I don't have a for sure answer for you, but wanted to say those sure sound cool!

I've had luck using latex paint sponged onto my styrofoam tombstones. I used several shades of gray, black, white and sponged on with a natural sea sponge to look like stone. I've had them out every year for about 6 years and never had a problem with peeling paint. 

I know spray paint "melts" some foam based products, or just gets absorbed. Probably oil based paint would be the best bet for what you are doing, but I hate working with oil due to oder and dry time & clean up.


----------



## Ugly Joe (Jan 13, 2004)

*Skelly215* - the best idea is to put a quick coat of latex based primer on it.
That will give a durable base, and allow other paints to stick better.

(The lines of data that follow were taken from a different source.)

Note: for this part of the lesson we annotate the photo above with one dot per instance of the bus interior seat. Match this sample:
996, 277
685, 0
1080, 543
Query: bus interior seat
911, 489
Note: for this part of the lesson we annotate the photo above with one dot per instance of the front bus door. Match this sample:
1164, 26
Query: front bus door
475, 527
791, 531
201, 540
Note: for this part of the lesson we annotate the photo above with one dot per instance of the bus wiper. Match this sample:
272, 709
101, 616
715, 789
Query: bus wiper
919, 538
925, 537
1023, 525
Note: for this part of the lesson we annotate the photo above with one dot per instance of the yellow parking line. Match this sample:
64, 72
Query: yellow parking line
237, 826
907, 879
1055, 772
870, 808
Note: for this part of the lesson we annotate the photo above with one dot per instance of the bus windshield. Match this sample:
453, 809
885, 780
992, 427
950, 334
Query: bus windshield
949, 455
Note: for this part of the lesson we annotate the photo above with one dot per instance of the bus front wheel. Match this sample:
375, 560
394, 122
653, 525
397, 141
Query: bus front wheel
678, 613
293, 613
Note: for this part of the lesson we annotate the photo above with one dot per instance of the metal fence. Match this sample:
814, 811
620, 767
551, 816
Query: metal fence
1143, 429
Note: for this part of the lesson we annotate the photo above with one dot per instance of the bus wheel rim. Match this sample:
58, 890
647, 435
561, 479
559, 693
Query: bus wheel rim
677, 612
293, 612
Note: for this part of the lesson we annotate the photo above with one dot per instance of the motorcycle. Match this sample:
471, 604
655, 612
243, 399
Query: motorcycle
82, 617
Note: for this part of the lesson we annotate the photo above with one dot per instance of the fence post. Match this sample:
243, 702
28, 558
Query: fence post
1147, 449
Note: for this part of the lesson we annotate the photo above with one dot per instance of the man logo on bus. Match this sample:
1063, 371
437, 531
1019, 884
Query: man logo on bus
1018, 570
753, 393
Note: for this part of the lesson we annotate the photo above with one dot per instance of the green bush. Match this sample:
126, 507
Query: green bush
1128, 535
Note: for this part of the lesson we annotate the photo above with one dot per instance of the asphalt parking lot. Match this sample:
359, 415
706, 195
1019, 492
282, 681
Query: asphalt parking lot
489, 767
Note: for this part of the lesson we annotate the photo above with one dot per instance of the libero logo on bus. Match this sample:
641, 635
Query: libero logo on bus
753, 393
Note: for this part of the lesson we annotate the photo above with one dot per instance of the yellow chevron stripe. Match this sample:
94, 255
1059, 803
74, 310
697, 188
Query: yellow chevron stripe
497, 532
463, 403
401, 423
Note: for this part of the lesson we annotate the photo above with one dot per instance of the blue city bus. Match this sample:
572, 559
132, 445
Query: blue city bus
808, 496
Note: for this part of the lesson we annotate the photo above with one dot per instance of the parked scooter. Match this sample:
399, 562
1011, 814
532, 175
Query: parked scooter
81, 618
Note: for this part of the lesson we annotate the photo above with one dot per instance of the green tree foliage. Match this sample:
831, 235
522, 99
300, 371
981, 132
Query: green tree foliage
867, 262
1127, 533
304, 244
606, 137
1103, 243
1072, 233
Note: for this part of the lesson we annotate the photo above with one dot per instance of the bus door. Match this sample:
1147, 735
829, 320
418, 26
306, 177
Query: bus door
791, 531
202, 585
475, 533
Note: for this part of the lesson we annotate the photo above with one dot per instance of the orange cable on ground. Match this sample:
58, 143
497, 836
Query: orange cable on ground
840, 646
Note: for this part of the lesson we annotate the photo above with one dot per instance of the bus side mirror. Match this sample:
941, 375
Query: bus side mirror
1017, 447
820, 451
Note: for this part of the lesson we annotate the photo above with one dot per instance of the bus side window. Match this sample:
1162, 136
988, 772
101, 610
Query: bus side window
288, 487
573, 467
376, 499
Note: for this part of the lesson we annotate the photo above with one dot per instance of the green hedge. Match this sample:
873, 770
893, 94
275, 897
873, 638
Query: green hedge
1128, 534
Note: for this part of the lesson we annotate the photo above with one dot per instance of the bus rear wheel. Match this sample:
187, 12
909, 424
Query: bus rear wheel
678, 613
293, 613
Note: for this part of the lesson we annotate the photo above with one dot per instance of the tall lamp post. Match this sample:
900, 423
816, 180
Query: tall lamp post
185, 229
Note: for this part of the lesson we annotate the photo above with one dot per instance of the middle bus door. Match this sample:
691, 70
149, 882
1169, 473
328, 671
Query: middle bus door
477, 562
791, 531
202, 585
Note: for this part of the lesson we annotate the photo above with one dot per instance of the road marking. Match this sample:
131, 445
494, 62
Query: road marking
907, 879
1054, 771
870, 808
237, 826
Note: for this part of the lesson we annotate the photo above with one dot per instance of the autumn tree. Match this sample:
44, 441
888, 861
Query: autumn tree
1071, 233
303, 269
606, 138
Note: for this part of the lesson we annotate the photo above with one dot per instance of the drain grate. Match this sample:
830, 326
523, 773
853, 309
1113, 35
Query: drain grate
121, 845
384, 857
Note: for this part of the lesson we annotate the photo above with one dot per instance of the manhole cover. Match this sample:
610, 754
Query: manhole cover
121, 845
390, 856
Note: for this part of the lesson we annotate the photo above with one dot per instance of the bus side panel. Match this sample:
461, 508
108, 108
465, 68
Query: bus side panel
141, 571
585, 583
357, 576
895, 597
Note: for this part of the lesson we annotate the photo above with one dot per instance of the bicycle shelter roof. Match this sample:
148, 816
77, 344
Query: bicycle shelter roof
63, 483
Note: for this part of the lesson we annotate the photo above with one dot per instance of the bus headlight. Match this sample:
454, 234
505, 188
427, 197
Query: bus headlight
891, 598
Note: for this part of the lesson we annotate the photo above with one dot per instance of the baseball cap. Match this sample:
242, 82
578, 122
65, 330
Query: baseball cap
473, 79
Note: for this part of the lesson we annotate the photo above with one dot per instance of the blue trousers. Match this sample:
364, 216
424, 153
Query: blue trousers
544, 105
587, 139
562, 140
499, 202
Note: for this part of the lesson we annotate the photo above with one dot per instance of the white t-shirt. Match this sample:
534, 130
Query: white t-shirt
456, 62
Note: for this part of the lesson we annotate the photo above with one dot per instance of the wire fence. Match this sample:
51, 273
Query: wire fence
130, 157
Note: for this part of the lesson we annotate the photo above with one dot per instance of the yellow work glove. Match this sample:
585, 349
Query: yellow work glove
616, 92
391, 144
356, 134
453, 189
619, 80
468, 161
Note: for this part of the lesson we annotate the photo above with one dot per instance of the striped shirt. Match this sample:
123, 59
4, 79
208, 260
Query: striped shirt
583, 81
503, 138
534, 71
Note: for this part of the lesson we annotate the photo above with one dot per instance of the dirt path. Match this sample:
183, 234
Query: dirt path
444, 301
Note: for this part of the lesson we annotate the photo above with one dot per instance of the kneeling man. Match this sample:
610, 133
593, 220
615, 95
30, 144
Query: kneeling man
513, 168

Also, if you wanted to use spray paint, the primer will keep the solvents in the spray paint from reaching, and decomposing, the foam.


----------



## Skelly215 (Sep 22, 2004)

Guess it's time to hit the ol' Home Depot to look for "oops" latex paint in appropriate colors. Howlyn, I too hate oil-based paints - the smell and clean-up are too much trouble.


----------



## DeltaGirl (Jan 12, 2004)

i just sprayed 2 or 3 layers of spray paint on my great stuf prop yesterday... didn't eat away at the foam at all...

There is a fine line between genious and insanity... its about 5 miles back.


----------